O STF e a violação aos princípios constitucionais
20 de setembro de 2013
Ophir Cavalcante Presidente nacional da Ordem dos Advogados do Brasil
Uma das matérias mais tormentosas à advocacia é fazer chegar ao Supremo Tribunal Federal recursos extraordinários em que se debate a existência de violação aos princípios da legalidade, da ampla defesa, do devido processo legal, do contraditório, dos limites da coisa julgada, da motivação dos atos decisórios e da prestação jurisdicional por configurarem, via de regra, violações indiretas ou reflexas.1
Com efeito, em que pese reconhecer a dificuldade da Suprema Corte em processar as centenas de recursos extraordinários em que os recorrentes alegam a violação de princípios e, até mesmo, de certo modo, reconhecer que essa jurisprudência defensiva é correta na maioria dos casos, creio que não se pode deixar de analisar cada caso concreto sob pena de se negar a missão do próprio Tribunal.

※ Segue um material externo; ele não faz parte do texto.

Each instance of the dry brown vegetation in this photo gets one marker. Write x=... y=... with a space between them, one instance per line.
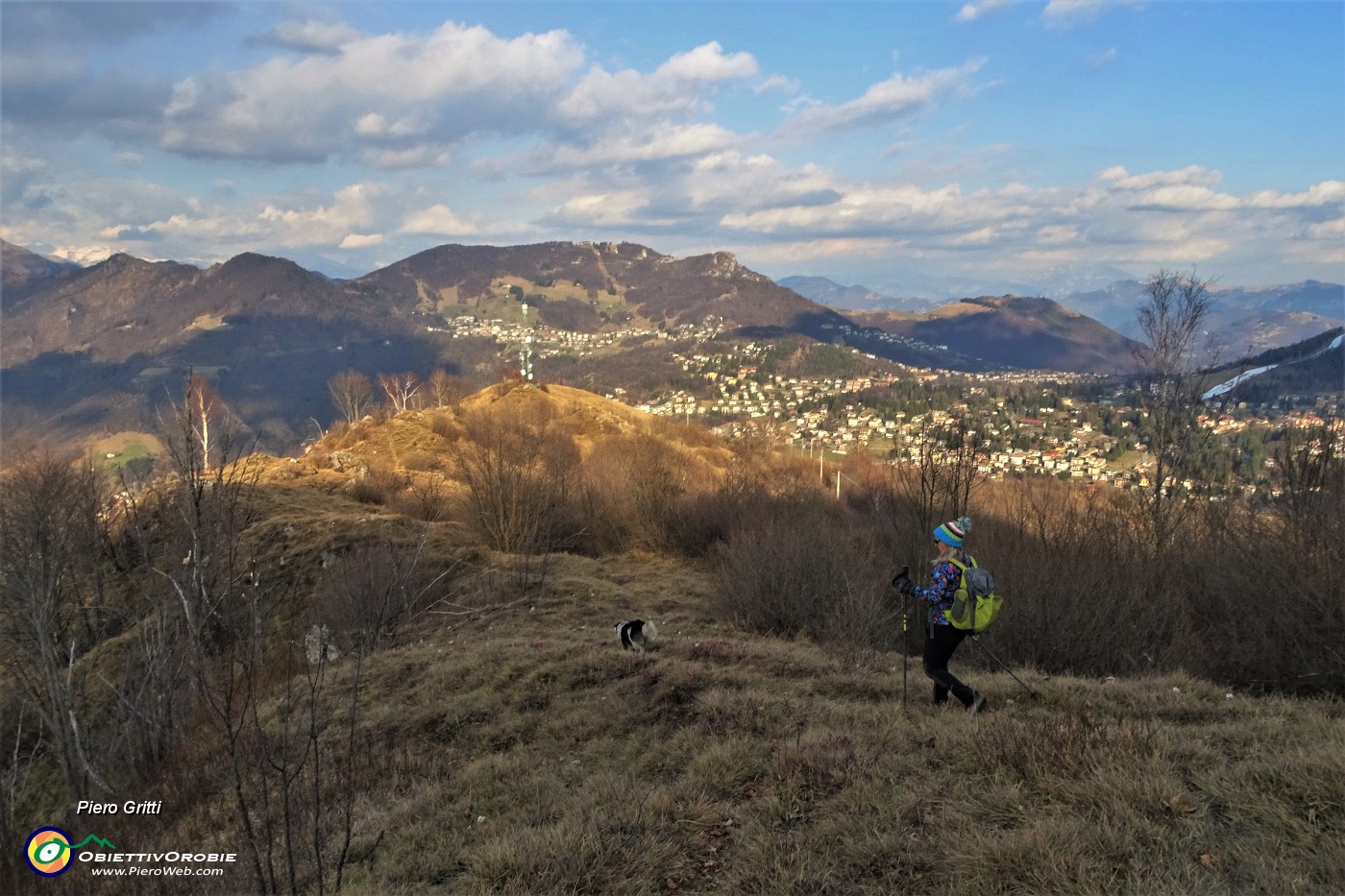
x=387 y=666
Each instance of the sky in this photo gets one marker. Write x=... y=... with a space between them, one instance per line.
x=908 y=147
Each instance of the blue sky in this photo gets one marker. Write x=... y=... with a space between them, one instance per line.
x=986 y=144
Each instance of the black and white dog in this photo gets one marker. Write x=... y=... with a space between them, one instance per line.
x=636 y=634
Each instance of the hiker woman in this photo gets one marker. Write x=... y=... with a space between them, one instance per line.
x=941 y=635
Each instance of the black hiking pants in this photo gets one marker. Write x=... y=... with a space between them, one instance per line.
x=941 y=641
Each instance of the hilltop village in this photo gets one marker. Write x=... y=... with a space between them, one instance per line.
x=1024 y=422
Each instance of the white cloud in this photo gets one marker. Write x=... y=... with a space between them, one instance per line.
x=888 y=100
x=437 y=220
x=676 y=86
x=1062 y=13
x=1165 y=217
x=383 y=91
x=1190 y=175
x=1102 y=60
x=777 y=83
x=309 y=36
x=360 y=241
x=350 y=208
x=659 y=141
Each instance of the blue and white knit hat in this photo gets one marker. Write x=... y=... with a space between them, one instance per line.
x=952 y=533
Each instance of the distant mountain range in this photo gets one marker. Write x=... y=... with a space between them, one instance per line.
x=1246 y=319
x=94 y=350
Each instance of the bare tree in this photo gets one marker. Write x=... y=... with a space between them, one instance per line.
x=522 y=478
x=202 y=408
x=938 y=476
x=400 y=389
x=447 y=389
x=49 y=553
x=1174 y=351
x=352 y=393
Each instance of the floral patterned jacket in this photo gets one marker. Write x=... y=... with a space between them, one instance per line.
x=943 y=586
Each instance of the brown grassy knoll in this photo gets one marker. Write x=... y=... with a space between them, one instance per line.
x=504 y=742
x=524 y=751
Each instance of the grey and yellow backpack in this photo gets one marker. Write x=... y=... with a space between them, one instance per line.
x=975 y=603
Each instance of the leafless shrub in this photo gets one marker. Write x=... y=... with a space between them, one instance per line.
x=635 y=485
x=420 y=460
x=379 y=486
x=377 y=587
x=426 y=498
x=522 y=475
x=800 y=566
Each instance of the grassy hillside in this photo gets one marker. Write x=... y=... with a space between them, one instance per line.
x=329 y=666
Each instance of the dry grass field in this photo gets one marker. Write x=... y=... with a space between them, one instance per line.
x=475 y=727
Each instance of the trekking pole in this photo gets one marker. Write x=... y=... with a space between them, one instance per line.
x=977 y=642
x=905 y=626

Realmente, há questões que apresentam relevância sob o ponto de vista jurídico, com especial repercussão no patrimônio daqueles que batem às portas da Corte, onde se debatem situações que implicam em inequívocas violações à norma constitucional, dentre as quais se podem destacar os princípios da legalidade, do devido processo legal e da segurança jurídica.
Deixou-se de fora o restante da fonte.